RICE: Pet'd be a good thing for me. Guy I know's lonely too. He got himself a cocker spaniel dog. He takes that cocker spaniel dog every place, and he goes a lot of places, 'cause he don't have no job either, so he spends his time walking 'round 'cause he's got to fill in his days with events and attractions. That cocker spaniel dog puts on a lot of miles with this guy.

FRANK: Would you like a dog?

RICE: Have to get rid of it after three or four days.

FRANK: Why would you have to do that?

RICE: If I didn't, it'd kick off just like that lizard. I'd give a dog water an' brush it, an' a place to sleep, you know, but I couldn't feed it.

FRANK: Table scraps?

RICE: Eat my table scraps.

FRANK: What were you going to feed the parrot?

RICE: I'd walk down to the flour mill and pick up stray grain. It'd be easy to feed that parrot. You should hear him talk to me: "Hi, Mr. Rice. How are you, Mr. Rice? What are you doing, Mr. Rice?" He asks me things, an' no one else does. An he keeps asking till I answer. He really wants to know. No one else does.

FRANK: Uh huh. Okay. Well. Anyway, that's it then. We'll see you tomorrow in court.
(Pause.) Wear something nice and comb your hair. (Pause.) Nice talking to you. (Pause. Rice doesn't leave.) Mr. Rice, I have to see someone else now.

RICE: That's all?

FRANK: That's all. We'll see you tomorrow.

RICE: Okay.
(He stays.)

FRANK: Mr. Rice, you'll have to leave.

RICE: Ya, ya, ya, I know.

FRANK: There's the door.

RICE: Can I stay and watch?

FRANK: No, you can't stay and watch! Mr. Rice you'll have to get a grip on yourself. You have to set your emotions aside and be strong!

RICE: I can't! I live in a hotel room! Yellow walls. No view out the window but the bricks next door. I need some of that June sunshine! I need to see somebody.

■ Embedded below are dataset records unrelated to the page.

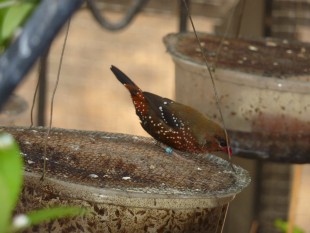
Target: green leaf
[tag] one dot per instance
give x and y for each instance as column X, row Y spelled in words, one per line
column 49, row 214
column 10, row 177
column 13, row 17
column 283, row 225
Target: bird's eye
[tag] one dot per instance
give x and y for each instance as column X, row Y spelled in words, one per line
column 222, row 142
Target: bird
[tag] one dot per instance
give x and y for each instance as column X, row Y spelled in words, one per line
column 176, row 125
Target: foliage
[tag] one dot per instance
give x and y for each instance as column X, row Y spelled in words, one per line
column 11, row 174
column 13, row 13
column 283, row 225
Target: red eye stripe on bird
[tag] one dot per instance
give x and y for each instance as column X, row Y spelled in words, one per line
column 173, row 124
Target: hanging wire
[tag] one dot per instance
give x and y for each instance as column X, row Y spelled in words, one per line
column 52, row 101
column 136, row 7
column 217, row 99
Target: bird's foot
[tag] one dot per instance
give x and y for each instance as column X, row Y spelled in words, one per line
column 170, row 151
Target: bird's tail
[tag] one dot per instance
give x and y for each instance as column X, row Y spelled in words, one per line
column 126, row 81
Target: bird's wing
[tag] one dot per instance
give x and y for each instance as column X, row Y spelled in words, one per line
column 161, row 108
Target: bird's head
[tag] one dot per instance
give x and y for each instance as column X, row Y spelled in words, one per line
column 222, row 145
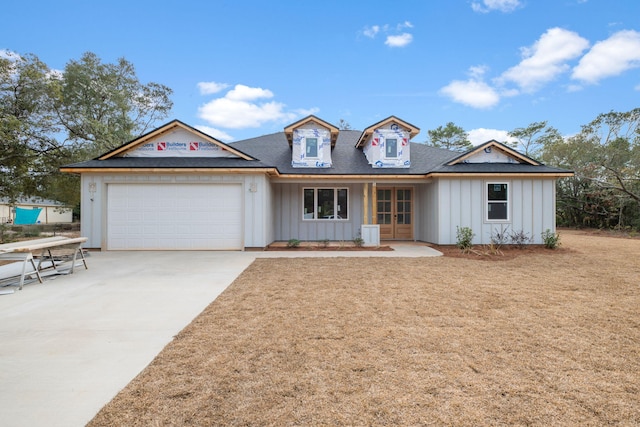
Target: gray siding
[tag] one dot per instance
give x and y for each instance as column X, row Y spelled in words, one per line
column 427, row 212
column 462, row 203
column 288, row 215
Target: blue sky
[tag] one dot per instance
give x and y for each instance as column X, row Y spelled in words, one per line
column 246, row 68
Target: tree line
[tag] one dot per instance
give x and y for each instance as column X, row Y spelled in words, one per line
column 605, row 156
column 50, row 118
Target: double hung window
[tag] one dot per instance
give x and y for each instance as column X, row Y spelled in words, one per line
column 391, row 148
column 311, row 147
column 497, row 201
column 325, row 203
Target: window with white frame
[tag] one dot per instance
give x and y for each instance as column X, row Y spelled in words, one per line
column 325, row 203
column 391, row 148
column 311, row 147
column 497, row 201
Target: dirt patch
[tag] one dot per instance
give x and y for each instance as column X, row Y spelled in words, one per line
column 543, row 338
column 320, row 247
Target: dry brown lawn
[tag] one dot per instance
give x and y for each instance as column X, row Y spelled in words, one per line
column 542, row 338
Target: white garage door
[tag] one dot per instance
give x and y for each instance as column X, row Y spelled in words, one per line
column 174, row 216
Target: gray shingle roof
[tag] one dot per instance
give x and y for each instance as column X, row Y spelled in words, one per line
column 273, row 151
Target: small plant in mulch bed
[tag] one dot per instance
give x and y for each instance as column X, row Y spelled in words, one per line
column 293, row 243
column 550, row 239
column 520, row 239
column 464, row 237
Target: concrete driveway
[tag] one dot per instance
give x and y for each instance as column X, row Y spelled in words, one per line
column 68, row 346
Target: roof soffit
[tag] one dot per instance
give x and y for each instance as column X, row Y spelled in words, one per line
column 288, row 131
column 490, row 145
column 170, row 127
column 413, row 130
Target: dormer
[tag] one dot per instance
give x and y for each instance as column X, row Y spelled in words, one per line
column 311, row 140
column 386, row 143
column 493, row 152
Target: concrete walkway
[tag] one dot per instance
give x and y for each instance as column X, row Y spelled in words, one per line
column 68, row 346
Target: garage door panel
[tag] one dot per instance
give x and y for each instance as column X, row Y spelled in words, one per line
column 174, row 216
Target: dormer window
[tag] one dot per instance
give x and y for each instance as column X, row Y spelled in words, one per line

FRANK: I can put you in touch with a counsellor.

RICE: Had a counselor. He shouldn'ta been counselling, he wasn't even listenin'! I don't need no counselor. I need someone to talk to. I can talk to you, Frank.

FRANK: Don't you have any family?

RICE: No.

FRANK: Look I don't know what to do.

RICE: You said you get lonely.

FRANK: Yes.

RICE: You lonely now?

FRANK: I wish I was.

RICE: But you get lonely sometimes.

FRANK: Everybody gets lonely sometimes.

RICE: Well when you are lonely, you gotta know you got a friend somewhere.

FRANK: Sure.

RICE: Frank, will you be my friend?

FRANK: I can't. You're a client.

RICE: You don't care.

FRANK: I care professionally.

RICE: Be my friend. Care more.

FRANK: I can't be your friend. You'll have to leave.

RICE: I'll look after myself in court tomorrow. Can't be that bad.

FRANK: Mr. Rice, you need representation. It isn't costing you anything.

RICE: Ya. Well maybe if you were gettin' more money outta me, you'd care about me as a friend ought to.

FRANK: All right! I'll be your friend. For a little while. But friendship can be very complicated and confusing.

RICE: You're a lawyer. You know about those things.

FRANK: And if you're going to be my friend, you've got to realize I have work to do.

RICE: I know.

FRANK: Then you'll excuse me. And I'll see you tomorrow.

RICE: Now I'm happy. Now I know I'l seem my friend again.

FRANK: You can live on in anticipation and hope.

RICE: Hope's a great thing, Frank.

FRANK: Hope leads us forward, Mr. Rice.

RICE: Good-bye!

FRANK: Good-bye.
(Rice leaves. Once he is out the door, Frank mumbles to himself.) Hope is a whore full of promises, and like all whores, you end up paying. (Frank picks up the phone and speaks to his secretary:) See if you can get somebody to peel that guy off me after court tomorrow. He's going to be a problem.